石畳の街並み。大通りの商店街。風になびく色とりどりの旗。繁華街から少し外れると木々に囲まれた大きな図書館。蔵書の数は知れず。地下まで続く本棚の森。美術館は一日では回り切れず、三日かかってやっと半分。街角では楽器を持つ人々がいたるところで音楽を奏でる。
「素敵…」
私はまだ見ぬ王都に想いを馳せた。ライラにいる時も、ヴィルゴに来てからも私の周りには畑や自然が広がっている。植物や空気の変化を感じながら生きる生活とは違った世界があるらしい。
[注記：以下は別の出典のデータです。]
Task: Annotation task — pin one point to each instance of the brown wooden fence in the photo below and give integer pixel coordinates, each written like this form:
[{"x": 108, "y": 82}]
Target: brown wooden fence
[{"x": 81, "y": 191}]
(お爺様は王都のことをそれはもう批判なさるけれど、私はとっても行ってみたいわ)
特に詳細に書かれている「菓子について」というところが非常に気になり、何度も文字を追った。何でも、王都では毎日のように新しいお菓子が店先に現れるとのこと。
『あなたのケーキには適いませんが、王都には美味しい菓子がたくさんあります』
私への配慮を忘れない点は流石である。ご自身も甘党だからかは分からないが、お菓子の情報は盛沢山だった。花より団子の私である。王都の流行の服やアクセサリーよりは食べ物の方が俄然興味がある。
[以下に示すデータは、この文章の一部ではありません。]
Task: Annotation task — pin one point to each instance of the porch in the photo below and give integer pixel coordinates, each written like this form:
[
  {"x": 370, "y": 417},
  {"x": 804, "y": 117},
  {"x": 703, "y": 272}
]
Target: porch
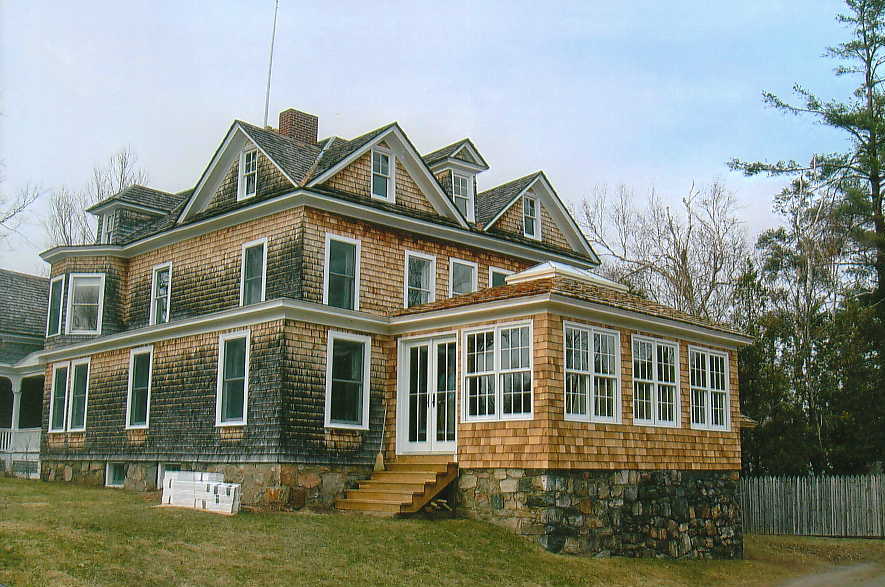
[{"x": 21, "y": 412}]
それに、ここに来た当初に出会った「王都風」の入浴スタイルを目にして以来、自分にとって王都が一番良いものであるとは限らない、と学んでいる。
「スパイスたっぷりのシフォンケーキかあ…おいしそう…どんな味がするのかしら…」
部屋の隅で控えていたディールさんが私の大きな独り言に反応した。
「奥様、そちらの箱はご覧にならないのですか?」
私はそう言われてハッとした。手紙に夢中になって意識から外れていたが、机には依然として小包みが鎮座している。
「あ、開けます!」
宣言してから綺麗な包装を外す。気になったディールさんが部屋の隅からやって来た。
「まあ…!」
「おや、これは」
中からは綺麗な箱が出て来た。植物の細かい模様が美しい、木彫りの箱である。
「箱です!」
「…箱ですね」
私は綺麗な箱をしげしげと色んな角度から眺める。仕事の丁寧さに感心していると、隣のディールさんは「中身は何でしょう」と言った。
「成程!中身!」
言われてから、私は箱が外身であると気が付く。既に箱が立派過ぎて中身の事まで考えなかった。
(ま、まさか…ケーキでなくても、お菓子とか…!クッキーだったらまだ可能性も…)
ドキドキしながら「えい」と箱の蓋を開く。すると中には。
カードが一枚入っていた。
「『大事なものを入れてください』…」
「これは…若様らしいと言えばらしいですが…」
ディールさんは私に気を遣うように視線を向ける。私ががっかりしたと思っているのだろうか。
私はカードを胸に抱いて、ブンブンと頭を横に振った。
さっきまで読んでいたスピカ様からの手紙を丁寧に封筒に仕舞い、箱の中に入れる。
胸の中に喜びが溢れた。こうして「大事な物」が目に見える形で増えていく。
「スピカ様からのお手紙と、お爺様が下さった押し花のしおり、この間ロゼットが刺繍してくれたハンカチ、あとは何を入れましょう…!」
何だか俄然楽しくなってきた。何を入れようか考えるとワクワクする。
「…これから、きっと溜まっていきますよ」
そういったディールさんの顔はいつにも増して穏やかで、優しかった。